I thought it might be clever to begin this blog with a privacy policy notice; a not-so-subtle entrée to the theme that would follow. The critical error with that is it would only guarantee that every visitor to the page wouldn’t read a word of the blog. They would instead furiously scroll to the bottom of the page looking for the “Accept & Continue” button.

Every day, websites across the internet trot out these privacy policy notifications to inform their users what personal data, among other things, will be collected while visiting the site. Theoretically, at least, that is the reason for these notifications, but when you consider that almost nobody actually reads them, they feel more like perfunctory legal protection in an overly litigious society.     

Users rarely reading privacy policies and terms-of-service agreements is an issue that needs reconciling from both the website and the visitor. From the visitor’s perspective, the issue is clear: Is it safe or advisable to visit a website when you don’t know what personal data it is collecting? After all, by simply visiting a website you may be surrendering information like your IP address, location or browsing history.

For websites, it comes down to ethics and design. Websites have a responsibility to inform their users of the data they collect, but there’s no doubt that some sites would prefer to obfuscate just how intrusive their data collecting is. And for the businesses to which that applies, will they actually design their policies to be as accessible and digestible as possible?

How Web Design Can Help

A 2015 study explored how web design impacts how much personal information users give away both intentionally and unwittingly. The study assigned its 400 subjects to one of eight (one being a control group) mock search engines—each with a different design—asking them to use and evaluate the search engine. While the users were under the pretense that they were using the search engines in a focus group setting, they were being monitored to see how much personal information they disclosed and how it differed depending on the web design of the search engine.

Characteristics of the seven mock search engines
  • Traditional: Displayed a clickable link at the top-right of the page to open the privacy policy.
  • Simplified: Same clickable link as the traditional one, but this one conveyed the policy in simpler language.
  • Static Agent: To the right of the search box was an animated woman and below her, text that read “What would you like to search for?” in addition to the clickable link at the top-right.
  • Interactive Agent: The same animated woman and text to the right of the search box, but in addition to the clickable link at the top-right, the woman’s head and eyes moved to track.
  • Informality: The overall design of the search engine appeared “informal and youthful” by using bright colors and softer lines in the logo in addition to the clickable link at the top-right.
  • IP Information: Displayed the subject’s real IP number, location and the browser which the subject was using to the right of the search box in addition to the clickable link at the top-right.
  • History: Displayed the subjects browsing history to the right of the search box in addition to the clickable link at the top-right.

The study found that subjects were more likely to disclose information when using the static and interactive agent search engines.

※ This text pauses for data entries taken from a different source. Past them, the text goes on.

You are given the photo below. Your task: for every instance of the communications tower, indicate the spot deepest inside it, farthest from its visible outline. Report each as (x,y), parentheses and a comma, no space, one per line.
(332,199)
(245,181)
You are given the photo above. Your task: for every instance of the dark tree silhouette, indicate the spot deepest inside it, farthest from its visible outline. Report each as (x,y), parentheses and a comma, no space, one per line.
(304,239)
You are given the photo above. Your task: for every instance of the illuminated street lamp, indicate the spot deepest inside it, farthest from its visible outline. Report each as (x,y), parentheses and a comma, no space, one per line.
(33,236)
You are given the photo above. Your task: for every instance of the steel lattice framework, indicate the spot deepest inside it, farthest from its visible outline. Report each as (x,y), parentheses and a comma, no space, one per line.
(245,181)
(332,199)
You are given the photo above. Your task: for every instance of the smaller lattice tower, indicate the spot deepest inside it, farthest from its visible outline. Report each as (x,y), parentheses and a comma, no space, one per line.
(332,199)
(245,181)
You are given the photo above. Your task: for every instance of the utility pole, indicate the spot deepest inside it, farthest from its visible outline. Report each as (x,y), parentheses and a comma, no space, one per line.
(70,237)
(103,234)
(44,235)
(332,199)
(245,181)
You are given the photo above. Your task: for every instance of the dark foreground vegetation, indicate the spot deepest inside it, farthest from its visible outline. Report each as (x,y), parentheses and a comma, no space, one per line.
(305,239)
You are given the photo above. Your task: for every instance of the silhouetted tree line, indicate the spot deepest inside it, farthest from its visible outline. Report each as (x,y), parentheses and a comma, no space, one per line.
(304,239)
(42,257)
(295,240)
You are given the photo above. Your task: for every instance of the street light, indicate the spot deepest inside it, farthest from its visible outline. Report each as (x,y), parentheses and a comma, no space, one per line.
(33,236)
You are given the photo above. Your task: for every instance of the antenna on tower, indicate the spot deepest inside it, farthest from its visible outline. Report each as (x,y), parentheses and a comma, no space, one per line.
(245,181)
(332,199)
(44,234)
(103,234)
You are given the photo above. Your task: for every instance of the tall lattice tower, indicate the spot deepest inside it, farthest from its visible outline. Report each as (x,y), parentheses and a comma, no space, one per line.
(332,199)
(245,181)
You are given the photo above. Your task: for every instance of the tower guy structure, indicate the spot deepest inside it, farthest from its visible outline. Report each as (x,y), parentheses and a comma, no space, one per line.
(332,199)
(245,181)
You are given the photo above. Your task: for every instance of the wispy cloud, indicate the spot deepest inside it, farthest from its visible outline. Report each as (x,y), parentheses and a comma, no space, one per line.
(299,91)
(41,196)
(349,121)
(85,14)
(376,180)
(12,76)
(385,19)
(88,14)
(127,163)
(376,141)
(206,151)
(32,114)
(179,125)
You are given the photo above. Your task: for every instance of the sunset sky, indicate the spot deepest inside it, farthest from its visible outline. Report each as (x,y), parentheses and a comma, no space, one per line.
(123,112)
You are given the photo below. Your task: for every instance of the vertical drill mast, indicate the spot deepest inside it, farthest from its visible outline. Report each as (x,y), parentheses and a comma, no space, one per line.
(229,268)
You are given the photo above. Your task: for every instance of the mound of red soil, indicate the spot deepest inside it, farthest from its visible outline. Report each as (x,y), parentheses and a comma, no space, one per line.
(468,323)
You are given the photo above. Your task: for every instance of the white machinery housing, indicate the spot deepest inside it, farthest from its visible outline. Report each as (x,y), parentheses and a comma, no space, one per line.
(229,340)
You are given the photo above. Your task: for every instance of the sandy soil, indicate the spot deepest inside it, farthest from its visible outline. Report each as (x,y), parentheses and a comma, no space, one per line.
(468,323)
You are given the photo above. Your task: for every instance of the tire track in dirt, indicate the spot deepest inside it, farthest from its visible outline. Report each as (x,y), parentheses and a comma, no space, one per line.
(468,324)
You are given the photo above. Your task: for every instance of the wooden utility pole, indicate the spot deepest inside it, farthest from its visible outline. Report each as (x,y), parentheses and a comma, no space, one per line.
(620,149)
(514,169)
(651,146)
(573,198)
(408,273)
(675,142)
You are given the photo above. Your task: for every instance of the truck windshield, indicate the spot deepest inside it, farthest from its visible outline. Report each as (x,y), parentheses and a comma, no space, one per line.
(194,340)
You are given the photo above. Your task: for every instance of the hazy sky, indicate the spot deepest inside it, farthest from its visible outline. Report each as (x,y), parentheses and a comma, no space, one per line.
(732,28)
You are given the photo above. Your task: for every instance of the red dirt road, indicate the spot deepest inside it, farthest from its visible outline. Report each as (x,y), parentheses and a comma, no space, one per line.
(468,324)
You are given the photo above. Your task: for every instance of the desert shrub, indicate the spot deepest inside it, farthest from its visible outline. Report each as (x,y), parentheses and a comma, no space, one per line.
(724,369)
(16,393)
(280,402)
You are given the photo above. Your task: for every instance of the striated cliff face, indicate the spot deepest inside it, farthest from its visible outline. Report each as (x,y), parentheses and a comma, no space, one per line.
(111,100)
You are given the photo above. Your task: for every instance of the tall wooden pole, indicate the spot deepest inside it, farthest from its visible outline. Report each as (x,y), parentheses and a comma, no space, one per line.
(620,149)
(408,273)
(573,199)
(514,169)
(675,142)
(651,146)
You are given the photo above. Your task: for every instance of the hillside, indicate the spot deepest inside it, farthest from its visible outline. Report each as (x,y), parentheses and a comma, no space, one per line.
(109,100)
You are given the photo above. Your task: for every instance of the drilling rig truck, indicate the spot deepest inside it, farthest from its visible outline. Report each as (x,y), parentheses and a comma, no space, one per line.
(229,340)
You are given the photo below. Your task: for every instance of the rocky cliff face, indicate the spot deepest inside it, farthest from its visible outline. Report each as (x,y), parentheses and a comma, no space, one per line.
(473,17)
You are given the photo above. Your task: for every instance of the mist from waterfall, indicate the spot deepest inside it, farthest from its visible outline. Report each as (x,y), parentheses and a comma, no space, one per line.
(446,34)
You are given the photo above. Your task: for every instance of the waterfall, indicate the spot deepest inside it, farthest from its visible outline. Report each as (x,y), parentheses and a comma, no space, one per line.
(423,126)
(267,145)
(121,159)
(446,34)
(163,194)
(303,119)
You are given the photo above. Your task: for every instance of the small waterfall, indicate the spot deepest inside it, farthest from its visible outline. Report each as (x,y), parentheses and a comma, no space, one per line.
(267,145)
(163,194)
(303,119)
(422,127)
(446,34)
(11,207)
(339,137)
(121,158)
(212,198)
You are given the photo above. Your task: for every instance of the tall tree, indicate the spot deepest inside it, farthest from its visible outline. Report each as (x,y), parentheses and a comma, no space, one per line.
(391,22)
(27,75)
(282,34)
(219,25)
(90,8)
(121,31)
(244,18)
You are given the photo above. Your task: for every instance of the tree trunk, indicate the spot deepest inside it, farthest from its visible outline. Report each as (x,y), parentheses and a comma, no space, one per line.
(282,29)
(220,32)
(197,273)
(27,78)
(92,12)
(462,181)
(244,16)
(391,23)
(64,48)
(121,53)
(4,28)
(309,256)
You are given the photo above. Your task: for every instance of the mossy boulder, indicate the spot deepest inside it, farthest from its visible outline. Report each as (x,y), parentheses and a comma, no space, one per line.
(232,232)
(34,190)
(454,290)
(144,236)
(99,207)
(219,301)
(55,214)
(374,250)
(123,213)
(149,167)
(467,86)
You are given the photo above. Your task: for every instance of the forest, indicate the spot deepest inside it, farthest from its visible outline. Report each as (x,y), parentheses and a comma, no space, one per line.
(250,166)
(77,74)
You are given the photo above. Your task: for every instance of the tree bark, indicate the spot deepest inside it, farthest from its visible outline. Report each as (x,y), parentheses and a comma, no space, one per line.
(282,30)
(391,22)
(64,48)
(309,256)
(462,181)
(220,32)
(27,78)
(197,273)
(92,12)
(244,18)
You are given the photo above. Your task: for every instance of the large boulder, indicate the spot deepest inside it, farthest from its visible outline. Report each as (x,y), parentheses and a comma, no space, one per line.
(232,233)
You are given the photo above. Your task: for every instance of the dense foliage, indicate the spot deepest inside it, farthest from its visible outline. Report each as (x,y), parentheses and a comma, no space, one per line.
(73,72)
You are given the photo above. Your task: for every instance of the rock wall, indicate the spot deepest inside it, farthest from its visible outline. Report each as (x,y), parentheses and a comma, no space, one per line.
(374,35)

Additionally, users of the IP information search engine were more likely to notice the privacy policy link, while users of the informal engine were the least likely to notice the link. However, whether or not they noticed the link didn’t seem to have an effect on whether or not they disclosed information.

It’s likely that the IP information search engine made users aware of encroachments on their privacy, therefore making them more likely to notice the policy link. The fact that their awareness didn’t have an effect of how much information they disclosed would suggest there is a certain amount of apathy among users when it comes to their personal information. Trying to keep your personal information can feel like a losing battle, so why try to fight it?

What Should Websites Do?

It’s not fair to put the onus on websites to make their visitors care about what data they are collecting. However, there is a responsibility to make that information easy to find and understand. Businesses should use A/B testing tools to test multiple designs and see which of them result in the highest visitor awareness of the privacy policy.

Ultimately, though, no matter how accessible and digestible websites make these policies, it doesn’t matter if users don’t care. Perhaps as technology becomes more and more pervasive, privacy will become less and less valued, and these policies will become a thing of the past.